On a related matter, the position of the Mayor sitting as the chair on the DVPCYC Board was examined. There was a potential conflict of interest with respect to the Mayor’s role as chair of the Board and his position of Mayor of Council. It is noted that the Mayor stated that his undertaking the chairpersonship of the DVPCYC Board was only transitional, and that he had declared conflicts of interest and removed himself from meetings when he considered he had a conflict. The Mayor has since resigned from the Board effective 19 June 2017.

Recommendations

In order to avoid similar non-compliance in the future, I recommend that:
  • the Council ensures it complies with Section 82 (Estimates) and more broadly Part 8 of the Local Government Act 1993;
  • the Council’s audit panel review all loans made by Council over the past 3 years and provides advice in relation to whether policies and practices require change to ensure compliance; and
  • the Council ensures that where such loans are approved by Council, that adequate contractual provisions are in place with regards to securing the repayment of the loan.

Action by the Director
  • that the General Manager receive a reprimand in relation to the failure to comply with the Act – specifically by issuing a loan to the Tasmanian Association of PCYC outside of the powers of Part 8.
  • that the Council receive a reprimand relation to the failure to comply with the Act – specifically by issuing a loan to the Tasmanian Association of PCYC outside of the powers of Part 8.

4. Implementation of and adherence to Council policies

Policies are critical to the effective and efficient operation of a council and therefore the Council needs to ensure that it has appropriate up-to-date policies.
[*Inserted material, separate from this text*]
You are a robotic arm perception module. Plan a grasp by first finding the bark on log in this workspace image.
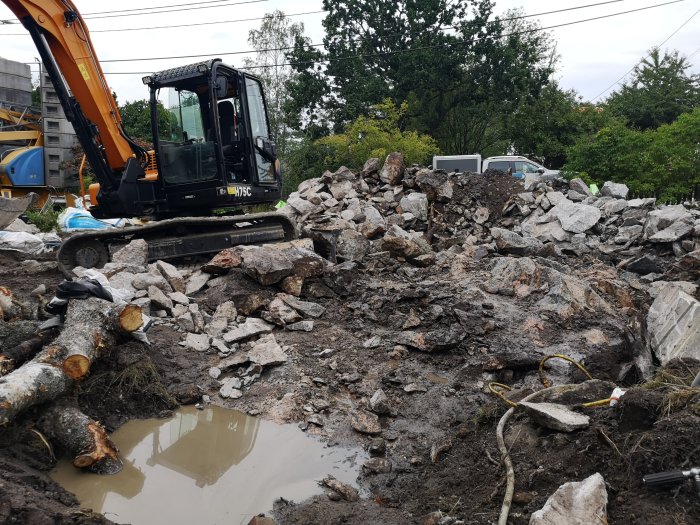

This is particularly the case with respect to the expenditure of council funds where policies can define appropriately approved expenditures in addition to the express detail contained within the estimates process pursuant to section 82 of the Act. Where there is a deficiency in this area, there is the risk that the separation of the strategic and operational components of Council are insufficiently defined – and thus Council officers or elected members can be subject to criticism for decisions made on an ad hoc basis.

As a part of the investigation, the General Manager produced a schedule of the current Council policies. This revealed a total of 36 Council policies that were in place as at 4 April 2017. As a part of his interview and the information provided, the General Manager indicated that he had been implementing a significant program of policy implementation and review since he commenced in July 2015, in total progressing more than 17 policies in the past 15 months. The General Manager further indicated that there was much work to do, but that he had been asked by Council to restrict the policy program to three policies per month.

A search of the Council’s website reveals that a number of policies need updating. There were16 policies found to be more than 7 years since the last review, with a number being more than 10 years old.

The complaint relating to a loan issued to the Mayor centres around adherence to Council policy.

4.1 Loan to Mayor Evans

The investigation found that the loan, originally reported as being to an employee or a member of Council was to the Mayor. Upon examining this matter, a number of issues are concerning. Firstly, the loan was non compliant with the provisions of Part 8 of the Act in that it was not made lawfully by Council under the specific conditions upon which a Council may make a loan (as discussed in section 3.1 above).

Secondly, and more concerning, are the circumstances that led to the loan being issued.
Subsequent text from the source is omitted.